21. Okada vd., (2011), 70-110 °C'de çeşitli H2O/Al2O3 oranlarda, alkali çözelti içinde Na2SiO3 ve metakaolinit reaksiyonu ile geopolimer hazırlamışlardır. PLA (polilaktik asit) liflerle geopolimer kompozitler ekstrüzyon metodu ile hazırlanmış ve daha sonra alkali ve/veya ısıl işlemler ile lifler uzaklaştırılmıştır. Gözeneklilik özellikleri ve bu malzemelerin kılcal gözeneklilikteki artış özellikleri yerleşim yerlerindeki etkilere karşı koymak için malzeme olarak uygunluklarını değerlendirmek üzere belirlemeler yapmışlardır. Sonuç olarak, gözenek oluşumu için liflerin uzaklaştırılması için pH = 13’de alkali işlemin bir kombinasyonu ve 330 °C'de ısıl işlemle sonuçta oluşan gözenekli jeopolimerin mikro yapısının en az bozulmasıyla liflerin tamamen uzaklaştırılması için iyi olduğu kanıtlanmıştır.

22. Kamseu vd., (2012), gözenekli geopolimerin hazırlanması için, 1,23; 1,50; 1,79; 2,0 ve 2,42 Si/Al molar oranlarıyla, 5 farklı bileşime sahip standart ve kumca zengin alümina silikat

metakaolinler kullanmışlardır. 1,66 oranına sahip katı/sıvı karışımlı olan her bir toza alkalin çözelti ilave edilmiştir. Gözeneklerin gelişme mekanizması, alkalin çözeltisi ile birlikte köpürtücü ajanın reaksiyon bağlantıları araştırılmıştır. Sonuçta, hava boşluğundan kaynaklanan büyük çaplı ve birleşim gözenekli düşük Si/Al molar oranlı örnekler homojen gözenekli matrislerin gelişimi için dolayısıyla yalıtım uygulamaları için uygun bulunmamıştır.

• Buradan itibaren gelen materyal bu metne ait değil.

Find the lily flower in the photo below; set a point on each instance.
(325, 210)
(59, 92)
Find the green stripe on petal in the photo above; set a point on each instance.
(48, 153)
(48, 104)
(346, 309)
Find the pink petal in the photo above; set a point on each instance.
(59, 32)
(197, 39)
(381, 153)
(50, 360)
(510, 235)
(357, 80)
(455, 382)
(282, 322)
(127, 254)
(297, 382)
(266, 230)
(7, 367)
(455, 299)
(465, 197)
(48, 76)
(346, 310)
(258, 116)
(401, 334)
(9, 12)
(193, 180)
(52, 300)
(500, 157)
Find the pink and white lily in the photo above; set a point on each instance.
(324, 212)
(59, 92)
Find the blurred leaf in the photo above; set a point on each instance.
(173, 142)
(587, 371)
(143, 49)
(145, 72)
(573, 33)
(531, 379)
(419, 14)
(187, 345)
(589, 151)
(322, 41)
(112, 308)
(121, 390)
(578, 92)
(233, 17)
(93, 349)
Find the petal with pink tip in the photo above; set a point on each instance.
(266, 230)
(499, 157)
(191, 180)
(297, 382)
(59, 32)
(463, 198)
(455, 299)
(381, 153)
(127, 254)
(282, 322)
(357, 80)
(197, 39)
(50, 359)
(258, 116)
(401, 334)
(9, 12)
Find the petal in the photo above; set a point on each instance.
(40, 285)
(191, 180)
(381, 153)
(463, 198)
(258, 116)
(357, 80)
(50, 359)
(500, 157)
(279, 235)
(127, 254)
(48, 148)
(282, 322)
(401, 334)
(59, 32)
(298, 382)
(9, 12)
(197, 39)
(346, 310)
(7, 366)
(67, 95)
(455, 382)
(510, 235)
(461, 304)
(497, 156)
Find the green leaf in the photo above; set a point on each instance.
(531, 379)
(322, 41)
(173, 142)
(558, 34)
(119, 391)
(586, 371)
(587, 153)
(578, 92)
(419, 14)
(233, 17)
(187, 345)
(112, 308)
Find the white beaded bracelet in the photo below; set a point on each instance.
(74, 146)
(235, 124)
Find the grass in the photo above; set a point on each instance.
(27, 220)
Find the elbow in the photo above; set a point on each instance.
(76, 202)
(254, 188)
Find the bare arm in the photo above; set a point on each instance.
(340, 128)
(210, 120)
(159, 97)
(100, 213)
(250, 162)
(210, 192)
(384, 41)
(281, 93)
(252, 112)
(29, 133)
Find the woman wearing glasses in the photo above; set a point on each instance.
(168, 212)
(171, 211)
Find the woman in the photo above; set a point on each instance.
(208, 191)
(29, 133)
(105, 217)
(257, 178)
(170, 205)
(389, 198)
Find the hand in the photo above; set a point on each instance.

23. Görhan ve Kürklü, (2014), sentezlenen geopolimer malzemenin fiziksel ve mekanik özelliklerini belirlemek için F sınıfı uçucu külü aktivasyonunda NaOH ve Na2SiO3 çözeltisi (su camı) kullanılmışlardır. Farklı NaOH konsantrasyonlarındaki alkali aktivasyon ile aktive edilen uçucu kül ve kırma kum kullanılarak hazırlanan, farklı kür sıcaklık ve sürelerinde sertleştirilmiş geopolimerler elde edilmiştir. Elde edilen geopolimerde, geopolimerizasyon işleminde değişiklikler ve nihai ürünün özellikleri araştırılmıştır. Alkali solüsyon konsantrasyonu, sertleşme sıcaklığı ve süresi arasındaki ilişkileri belirlenerek, geopolimer harçlarının özelliklerindeki değişimler ortaya çıkarılmış. Sonuç olarak yazarlar, geopolimer harçların hazırlanmasında kullanılan NaOH çözeltilerin konsantrasyonları hem gözeneklilik değerlerini hem de sertleşme süreçlerini etkilerken sertleşme zamanındaki artış geopolimer harçların gözeneklilik değerlerinde bir azalmaya yol açartığını vurgulamıştır.